Mountain bike tire inserts have been gaining traction (see what I did there?) in the mountain biking industry recently. Being somewhat old-school, I hadn’t even been running tubeless tires yet (I know, I know). Early adopters of tubeless seemed to have lots of problems with them. I remember quite a few rides, several years ago where so-and-so had switched to tubeless, then the tire burped, or the bead broke, or something and they couldn’t get it reinflated and had to walk out. You know, the usual concerning stories. So it just never seemed that appealing to me – why do something new with small benefits and huge downsides? But with the advent of tire inserts, I figured it was time to give in to the tubeless revolution. I chose to install Cush Core tire inserts The biggest selling points to me were:
- Ability to run lower PSI to improve traction
- Reduced fear of losing bead or “burping” the air out
- Impact protection / shock absorption
- “Run flat” capability (not ideal, but doable in a pinch)
Yes, there are a few of these inserts on the market, but I chose the Cush Core system for the following reasons:
- Cush Core’s are stout and substantial – yeah they may weight a tiny bit more than the Huck Norris or Flat Tire Defender offerings, but they offer so much more, with an adjustable air space, puncture protection, and stability improvements.
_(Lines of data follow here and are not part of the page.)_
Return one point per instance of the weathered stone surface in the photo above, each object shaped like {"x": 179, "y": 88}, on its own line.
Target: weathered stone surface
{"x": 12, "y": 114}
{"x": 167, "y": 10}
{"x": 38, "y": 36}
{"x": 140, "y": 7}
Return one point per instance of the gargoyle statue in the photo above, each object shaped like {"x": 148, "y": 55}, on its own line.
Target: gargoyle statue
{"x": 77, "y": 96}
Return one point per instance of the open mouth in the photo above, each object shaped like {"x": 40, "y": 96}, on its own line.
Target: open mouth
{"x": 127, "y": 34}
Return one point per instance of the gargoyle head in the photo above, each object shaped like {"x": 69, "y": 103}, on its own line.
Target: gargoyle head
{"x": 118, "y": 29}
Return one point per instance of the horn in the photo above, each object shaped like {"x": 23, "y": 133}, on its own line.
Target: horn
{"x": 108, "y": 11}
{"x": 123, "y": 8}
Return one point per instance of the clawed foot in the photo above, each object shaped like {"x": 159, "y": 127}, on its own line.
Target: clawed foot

- I didn’t trust that the little piece of foam that is the Huck Norris was really doing much. Sure it’s half the weight of the Cush Core, but is it really doing anything?
- The Flat Tire Defender appears to be a little more substantial than the Huck Norris insert, but doesn’t have the ideal shape of the Cush Core. Sure, if weight wins, then the Flat Tire Defender is great (it is heavier than Cush Core by a dozen grams or so). But given they are essentially the same price – I went for the better design of the Cush Core.
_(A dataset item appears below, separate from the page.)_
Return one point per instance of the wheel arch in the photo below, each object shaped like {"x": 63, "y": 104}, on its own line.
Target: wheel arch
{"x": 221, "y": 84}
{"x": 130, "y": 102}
- Cush Core is a ‘Local’ Bend company. And I am all about buying local. 🙂
As many have said before, installation of the Cush Core inserts is a bit tricky. But following the online videos really does make a difference. I wont re-hash the complete installation instructions, but here are a few tips that seemed to help me out:
- An extra set of hands is nice, but not mandatory. You can do this by yourself.
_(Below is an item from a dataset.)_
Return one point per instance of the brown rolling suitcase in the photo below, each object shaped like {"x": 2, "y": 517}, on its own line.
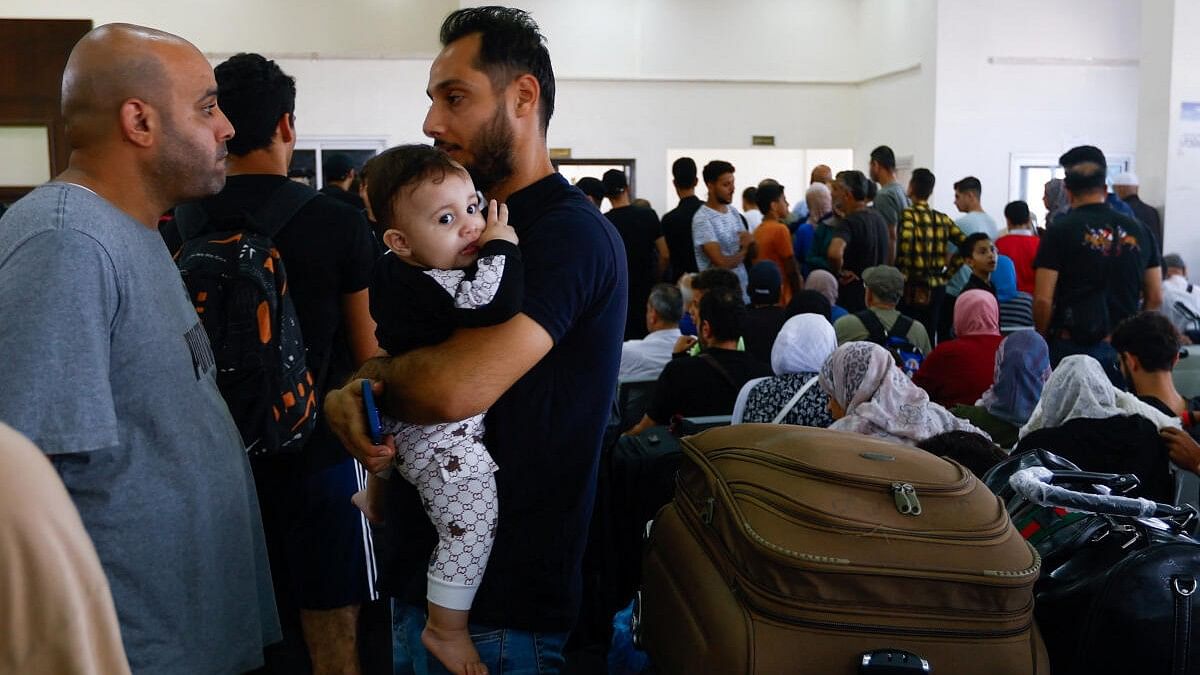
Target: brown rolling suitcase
{"x": 803, "y": 550}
- I found that my unmounted winter snow tires made a great workbench for installation, since the rubber wont damage the rim and provides a very solid surface to push on (better, I think, than the garbage can suggested in the installation video)
- Make sure the tire is pushed to the center of the rim, where you can take advantage of the tire well / drop in the rim. This is critical and might require going around the wheel a couple times rolling and tucking to get it to drop in there. But getting the bead into the tire well makes everything so much easier.
- Lubing the tire bead with soapy water does actually really help.
- The Cush Cores really do take up a lot of air volume. I was surprised by how little air I needed to put into the tire to bring them up to pressure. Be careful not to over-pressurize when seating!
Out on the trails I have been very happy with the Cush Core. You can really feel the difference! I have been running 20-(ish) PSI, so traction has been excellent. I know I sound like a fanboy, but in this case its true. Cush Core’s are a great product and have made a beneficial difference to the handling of my mountain bike.